O depoimento de Mutti, que foi arrolado pela defesa do sócio Mauro Londero Hoffmann, um dos réus no processo, terminou pouco antes das 16h30min. Mutti disse que a porta da danceteria era suficiente para o tamanho do prédio e capacidade de ocupação, para pouco mais de 600 pessoas. Afirmou ainda que a casa noturna passou por adequações estruturais, conforme Plano de Prevenção contra Incêndios (PPCI) encomendado à época em que ele auxiliava na reforma da casa noturna, em 2009.
O engenheiro também foi questionado sobre superlotação e teto de ocupação. O advogado Jader Marques, que defende o réu Elissandro Spohr, utilizou a simulação em 3D da planta da boate para tentar demonstrar que a danceteria não estaria superlotada no dia da tragédia. A projeção de pouco mais de 600 pessoas foi demonstrada em tela perante os jurados.
O depoimento do sobrevivente Delvani Brondani Rosso, iniciado por volta das 16h30min, foi marcado por emoção. O jovem ficou um mês internado na UTI e mostrou as marcas das queimaduras nos braços e nas costas.
Ele relatou que, quando todos tentavam sair da casa, iniciou-se um empurra-empurra. As luzes se apagaram e o desespero tomou conta dos frequentadores, que pouco conseguiam se mexer na multidão, contou.
— Tu era empurrado para onde a massa ia — disse.
Delvani passou a inalar muita fumaça e sentiu os joelhos fracos. Nesse momento do depoimento, ele começou a se emocionar. Chegou a ficar quase um minuto sem conseguir falar.
— Quando eu fui caindo eu fui me despedindo da minha família, dos meus amigos, pedindo perdão por alguma coisa que eu tivesse feito. Caí no chão e estava me sentindo queimar, fui me debruçando e colocando as mãos no rosto.

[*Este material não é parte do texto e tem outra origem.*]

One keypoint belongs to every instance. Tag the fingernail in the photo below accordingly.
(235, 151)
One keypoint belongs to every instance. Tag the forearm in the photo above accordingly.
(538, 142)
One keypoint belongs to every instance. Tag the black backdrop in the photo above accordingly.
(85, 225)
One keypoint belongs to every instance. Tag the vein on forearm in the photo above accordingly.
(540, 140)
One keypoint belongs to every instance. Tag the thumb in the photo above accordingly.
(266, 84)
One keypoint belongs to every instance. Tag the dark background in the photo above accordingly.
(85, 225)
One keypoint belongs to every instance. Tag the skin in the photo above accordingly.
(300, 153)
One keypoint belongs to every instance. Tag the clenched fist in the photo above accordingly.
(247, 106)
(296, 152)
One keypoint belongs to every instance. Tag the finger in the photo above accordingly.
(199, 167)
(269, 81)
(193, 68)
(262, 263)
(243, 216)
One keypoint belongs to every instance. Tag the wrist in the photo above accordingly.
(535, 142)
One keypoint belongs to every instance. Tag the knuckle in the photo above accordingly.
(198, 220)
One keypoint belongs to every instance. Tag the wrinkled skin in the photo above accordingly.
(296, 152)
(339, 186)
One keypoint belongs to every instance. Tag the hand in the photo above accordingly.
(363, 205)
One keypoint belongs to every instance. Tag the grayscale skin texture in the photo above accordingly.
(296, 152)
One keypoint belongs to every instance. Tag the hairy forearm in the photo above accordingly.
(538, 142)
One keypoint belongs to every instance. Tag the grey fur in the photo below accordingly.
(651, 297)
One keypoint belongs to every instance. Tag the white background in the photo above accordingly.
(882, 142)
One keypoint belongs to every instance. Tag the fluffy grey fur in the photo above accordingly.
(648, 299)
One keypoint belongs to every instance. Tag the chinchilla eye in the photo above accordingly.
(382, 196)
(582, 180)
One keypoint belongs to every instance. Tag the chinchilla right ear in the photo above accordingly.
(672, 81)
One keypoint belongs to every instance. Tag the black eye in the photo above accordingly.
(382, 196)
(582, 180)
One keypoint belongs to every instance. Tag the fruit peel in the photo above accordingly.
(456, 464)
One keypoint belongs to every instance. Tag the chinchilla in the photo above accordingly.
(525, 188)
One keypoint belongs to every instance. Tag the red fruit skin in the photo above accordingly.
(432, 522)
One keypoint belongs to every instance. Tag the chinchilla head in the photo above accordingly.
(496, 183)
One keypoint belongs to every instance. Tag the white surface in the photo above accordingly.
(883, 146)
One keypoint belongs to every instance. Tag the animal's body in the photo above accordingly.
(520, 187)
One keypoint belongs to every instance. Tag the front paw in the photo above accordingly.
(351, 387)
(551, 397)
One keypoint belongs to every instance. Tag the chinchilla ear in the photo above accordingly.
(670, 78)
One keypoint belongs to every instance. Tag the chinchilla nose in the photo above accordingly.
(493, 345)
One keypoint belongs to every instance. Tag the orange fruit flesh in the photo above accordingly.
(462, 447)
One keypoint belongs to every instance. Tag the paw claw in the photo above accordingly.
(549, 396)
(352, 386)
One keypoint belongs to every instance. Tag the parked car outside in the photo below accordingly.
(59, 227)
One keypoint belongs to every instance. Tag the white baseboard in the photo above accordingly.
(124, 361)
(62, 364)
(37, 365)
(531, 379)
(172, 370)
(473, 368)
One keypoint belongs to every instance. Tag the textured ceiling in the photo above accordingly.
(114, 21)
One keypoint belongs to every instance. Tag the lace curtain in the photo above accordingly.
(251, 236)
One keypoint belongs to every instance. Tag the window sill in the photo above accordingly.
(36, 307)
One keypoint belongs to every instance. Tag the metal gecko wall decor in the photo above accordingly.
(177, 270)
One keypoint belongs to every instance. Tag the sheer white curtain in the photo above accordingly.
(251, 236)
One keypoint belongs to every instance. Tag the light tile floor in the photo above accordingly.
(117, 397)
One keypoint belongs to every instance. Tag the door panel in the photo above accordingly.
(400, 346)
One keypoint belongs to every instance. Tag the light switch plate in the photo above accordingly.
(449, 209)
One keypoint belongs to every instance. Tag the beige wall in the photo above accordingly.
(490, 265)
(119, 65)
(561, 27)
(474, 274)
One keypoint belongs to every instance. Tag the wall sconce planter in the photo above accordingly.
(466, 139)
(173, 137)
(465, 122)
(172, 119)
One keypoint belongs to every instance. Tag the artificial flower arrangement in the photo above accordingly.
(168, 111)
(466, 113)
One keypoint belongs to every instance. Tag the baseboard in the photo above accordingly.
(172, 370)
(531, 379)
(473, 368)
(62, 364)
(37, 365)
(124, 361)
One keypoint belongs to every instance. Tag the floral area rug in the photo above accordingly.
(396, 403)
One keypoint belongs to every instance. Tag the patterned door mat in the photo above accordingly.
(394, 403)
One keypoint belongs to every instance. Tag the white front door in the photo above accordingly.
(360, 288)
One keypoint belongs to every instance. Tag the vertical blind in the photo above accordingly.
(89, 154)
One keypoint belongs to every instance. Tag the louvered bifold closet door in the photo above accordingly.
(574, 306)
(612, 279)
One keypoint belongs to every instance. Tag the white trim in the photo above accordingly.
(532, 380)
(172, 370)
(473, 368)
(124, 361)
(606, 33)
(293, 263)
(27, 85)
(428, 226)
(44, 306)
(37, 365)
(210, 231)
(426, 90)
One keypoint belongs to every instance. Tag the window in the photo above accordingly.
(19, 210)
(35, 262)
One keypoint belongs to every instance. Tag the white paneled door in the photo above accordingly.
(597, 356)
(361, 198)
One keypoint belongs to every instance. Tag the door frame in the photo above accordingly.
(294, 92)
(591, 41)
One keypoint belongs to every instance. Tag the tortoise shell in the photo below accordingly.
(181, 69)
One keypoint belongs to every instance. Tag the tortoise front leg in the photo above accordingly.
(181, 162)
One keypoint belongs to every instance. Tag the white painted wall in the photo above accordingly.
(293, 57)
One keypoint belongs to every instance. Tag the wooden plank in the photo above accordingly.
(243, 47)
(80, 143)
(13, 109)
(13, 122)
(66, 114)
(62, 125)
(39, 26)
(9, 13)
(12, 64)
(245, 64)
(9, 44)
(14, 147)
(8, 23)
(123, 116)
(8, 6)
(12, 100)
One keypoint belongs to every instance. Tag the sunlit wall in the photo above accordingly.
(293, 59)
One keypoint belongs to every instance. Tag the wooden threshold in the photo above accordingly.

E desmaiei.
Além de relatar que a Kiss estava "muito lotada" no dia do incêndio, que tinha dificuldades de caminhar sem esbarrar nas pessoas mesmo antes do sinistro, contou que não viu sinalização de emergências e extintores de incêndio.
O último depoimento do domingo ocorreu após intervalo para que os jurados pudessem assistir ao segundo tempo do jogo entre Grêmio e Corinthians pelo Brasileirão. Doralina Machado Peres era segurança e foi uma das sobreviventes do incêndio de 27 de janeiro de 2013. Ela ficou 26 dias hospitalizada, teve sequelas pulmonares e precisou colocar enxerto de pele em razão das queimaduras.
Doralina foi depoente arrolada pela defesa de Elissandro Sphor, um dos réus do caso. Questionada, ela disse que se dava bem com ele, que ele sempre foi muito educado com os funcionários da boate. Mas as ordens aos seguranças, segundo Doralina, eram repassadas pelo chefe direto da segurança. Questionada sobre sua preparação, ela afirmou que não fez curso, recebia orientações de colegas.
A sobrevivente disse que havia luzes de emergência na boate Kiss. Afirmou não saber quantos extintores tinham na casa noturna e nem se havia câmeras de vigilância.
A promotora Lúcia Callegari mostrou imagem do bar com vários baldes de espumante com fogos de artifício e perguntou se vítima já tinha visto aquilo. Ela disse que, daquela forma, não.
A defesa de Spohr questionou se o réu, sócio da casa, dava ordem para trancar as pessoas para não saírem, e ela respondeu que, quando os clientes não tinham como pagar, ele ficava com a identidade do cliente, para a pessoa retornar e arcar, ou ligava para a família da vítima.
Os depoimentos previstos para esta segunda-feira (6) são todas testemunhas da defesa de Elissandro Sphor: o ex-funcionário Stenio Rodrigues Fernandes, o sobrinho e sobrevivente do incêndio Willian Machado e a esposa, Nathália Daronch, também sobrevivente. O sexto dia de julgamento começa às 9h.